Empanadas, pastries stuffed with meat or cheese, are also an Argentine favorite. They are commonly served in Argentine restaurants, and are national favorites. Empanadas are normally eaten baked or fried, and are often served at parties or festivals as appetizers. The dessert version of an empanada usually consists of brown sugar or fruit such as apples or oranges.
In smaller cities, the foreign influences of Spain and Italy are less apparent. Milanesas, thin slivers of meat dipped in eggs, bread crumbs, and then fried in oil, are common fare in the rural areas of Argentina. Their simplicity makes them great snacks, but they can also be served as part of a meal piping hot served with mashed potatoes, or between two slices of bread as a sandwich.
The master chefs are more apt to return to the more classic, provincial style of preparing and cooking food, which bears more of a resemblance to Mexican cuisine than that of Italy.

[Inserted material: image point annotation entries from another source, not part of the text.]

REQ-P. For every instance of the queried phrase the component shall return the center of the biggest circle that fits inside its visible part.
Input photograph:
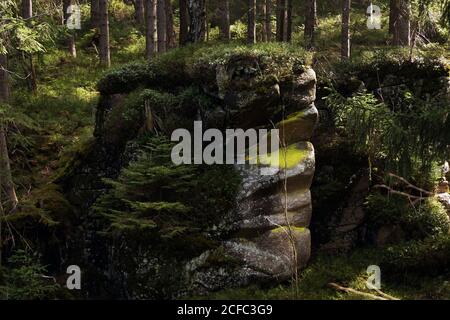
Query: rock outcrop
(265, 237)
(268, 229)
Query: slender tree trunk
(95, 14)
(161, 26)
(150, 28)
(4, 78)
(280, 19)
(6, 182)
(310, 23)
(251, 22)
(288, 36)
(139, 12)
(105, 53)
(197, 13)
(27, 13)
(345, 46)
(393, 15)
(71, 38)
(224, 9)
(184, 22)
(27, 9)
(402, 26)
(171, 35)
(268, 19)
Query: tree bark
(345, 35)
(197, 13)
(27, 13)
(251, 22)
(150, 8)
(267, 20)
(94, 14)
(71, 37)
(171, 41)
(105, 53)
(6, 182)
(27, 9)
(161, 26)
(139, 12)
(288, 35)
(402, 25)
(224, 26)
(184, 22)
(4, 78)
(280, 19)
(310, 23)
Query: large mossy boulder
(265, 236)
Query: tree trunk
(224, 12)
(95, 14)
(139, 12)
(184, 22)
(4, 78)
(251, 22)
(345, 40)
(310, 23)
(197, 13)
(268, 19)
(280, 19)
(6, 182)
(393, 15)
(288, 27)
(71, 37)
(105, 53)
(27, 9)
(402, 25)
(161, 26)
(171, 41)
(27, 13)
(150, 28)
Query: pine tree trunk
(251, 22)
(27, 13)
(393, 15)
(224, 9)
(171, 35)
(94, 14)
(310, 23)
(280, 19)
(161, 26)
(268, 19)
(27, 9)
(139, 12)
(105, 54)
(184, 22)
(197, 14)
(402, 27)
(345, 46)
(6, 182)
(150, 28)
(71, 37)
(288, 36)
(4, 78)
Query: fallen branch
(410, 184)
(384, 297)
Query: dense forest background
(51, 77)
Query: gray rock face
(267, 232)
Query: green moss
(287, 157)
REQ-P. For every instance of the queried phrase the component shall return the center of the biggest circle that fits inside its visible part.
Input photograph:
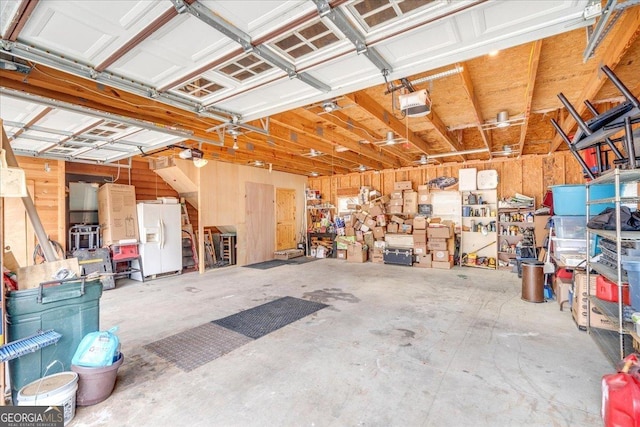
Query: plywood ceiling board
(627, 72)
(561, 70)
(88, 31)
(500, 81)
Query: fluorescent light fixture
(391, 139)
(200, 162)
(185, 154)
(502, 120)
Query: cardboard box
(445, 265)
(561, 289)
(399, 241)
(439, 232)
(394, 209)
(410, 208)
(440, 255)
(423, 261)
(117, 213)
(580, 305)
(376, 210)
(420, 223)
(424, 197)
(343, 242)
(438, 245)
(419, 248)
(397, 220)
(410, 196)
(357, 253)
(368, 239)
(378, 256)
(378, 232)
(402, 185)
(420, 237)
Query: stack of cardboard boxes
(395, 221)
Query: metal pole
(49, 253)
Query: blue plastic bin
(633, 273)
(572, 199)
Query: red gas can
(621, 398)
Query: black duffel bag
(606, 220)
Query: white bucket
(53, 390)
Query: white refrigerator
(160, 239)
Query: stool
(228, 247)
(84, 237)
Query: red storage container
(621, 398)
(120, 252)
(608, 291)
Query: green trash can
(70, 308)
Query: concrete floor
(398, 346)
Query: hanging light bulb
(390, 138)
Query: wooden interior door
(285, 219)
(260, 222)
(18, 232)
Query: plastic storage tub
(633, 274)
(570, 227)
(572, 199)
(71, 309)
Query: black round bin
(533, 281)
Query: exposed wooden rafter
(624, 34)
(534, 60)
(467, 84)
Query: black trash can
(533, 281)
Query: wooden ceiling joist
(379, 112)
(534, 60)
(467, 84)
(623, 35)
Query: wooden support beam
(623, 35)
(367, 154)
(342, 121)
(367, 103)
(467, 84)
(534, 60)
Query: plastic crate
(572, 199)
(71, 309)
(570, 227)
(561, 246)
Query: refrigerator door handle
(161, 234)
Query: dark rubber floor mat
(265, 265)
(263, 319)
(193, 348)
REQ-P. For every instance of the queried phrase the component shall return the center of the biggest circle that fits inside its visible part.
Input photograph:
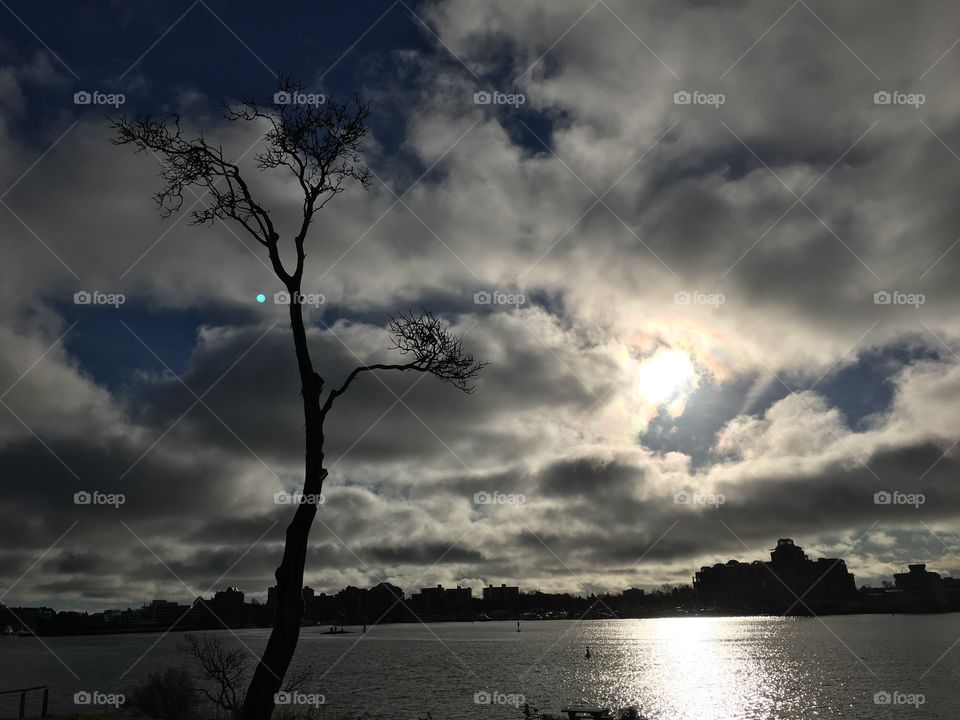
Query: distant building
(788, 582)
(161, 613)
(503, 599)
(922, 588)
(440, 602)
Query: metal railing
(23, 698)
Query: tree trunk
(268, 677)
(272, 668)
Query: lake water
(670, 668)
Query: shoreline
(512, 621)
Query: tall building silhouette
(789, 581)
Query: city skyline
(715, 351)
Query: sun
(666, 378)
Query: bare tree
(227, 671)
(224, 668)
(321, 145)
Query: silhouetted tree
(321, 145)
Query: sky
(709, 251)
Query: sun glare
(666, 377)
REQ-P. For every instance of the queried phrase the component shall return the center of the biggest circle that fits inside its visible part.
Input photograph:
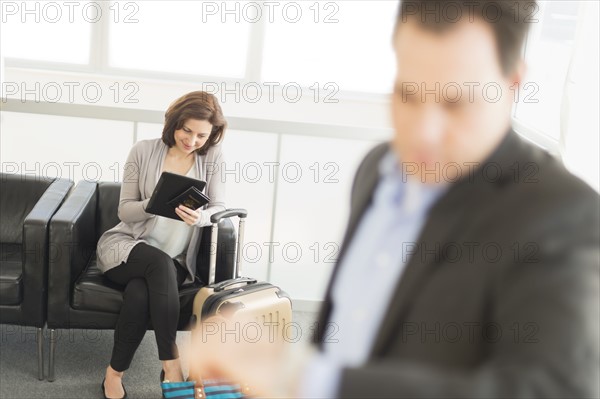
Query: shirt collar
(409, 194)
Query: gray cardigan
(141, 172)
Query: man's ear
(518, 74)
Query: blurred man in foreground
(470, 265)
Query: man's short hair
(509, 20)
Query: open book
(173, 190)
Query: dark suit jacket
(501, 296)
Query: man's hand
(220, 349)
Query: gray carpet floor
(81, 360)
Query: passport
(192, 198)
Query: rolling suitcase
(241, 297)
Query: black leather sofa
(79, 296)
(27, 203)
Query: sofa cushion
(108, 205)
(11, 273)
(18, 196)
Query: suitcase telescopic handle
(227, 213)
(242, 280)
(215, 218)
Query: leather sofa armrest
(36, 251)
(73, 241)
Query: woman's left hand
(188, 215)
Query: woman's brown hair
(198, 105)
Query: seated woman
(152, 256)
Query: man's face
(451, 104)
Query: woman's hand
(188, 215)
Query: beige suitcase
(241, 298)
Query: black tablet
(172, 190)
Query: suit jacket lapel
(444, 223)
(362, 194)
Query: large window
(339, 43)
(548, 53)
(177, 37)
(48, 31)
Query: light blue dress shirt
(369, 272)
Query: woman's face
(192, 135)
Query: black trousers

Bolder, more intense spices are used. Calling forth once more the Spanish influences in Argentina, Argentine cooks are famous for their tortillas; unlike the Mexican version of the tortilla the Argentinian uses potato dough, in contrast to the traditional Mexican corn or flour tortilla.
Desserts are more popular in these areas, as well. Dulce de leche which roughly translates into "Milk Jam", a sweet pudding of sugar and milk, is a popular dessert in Argentina. This lightly brown-colored pudding is eaten alone, or stuffed in cakes or pies. Sometimes the treat is also crystallized into a solid wafer-like candy substance.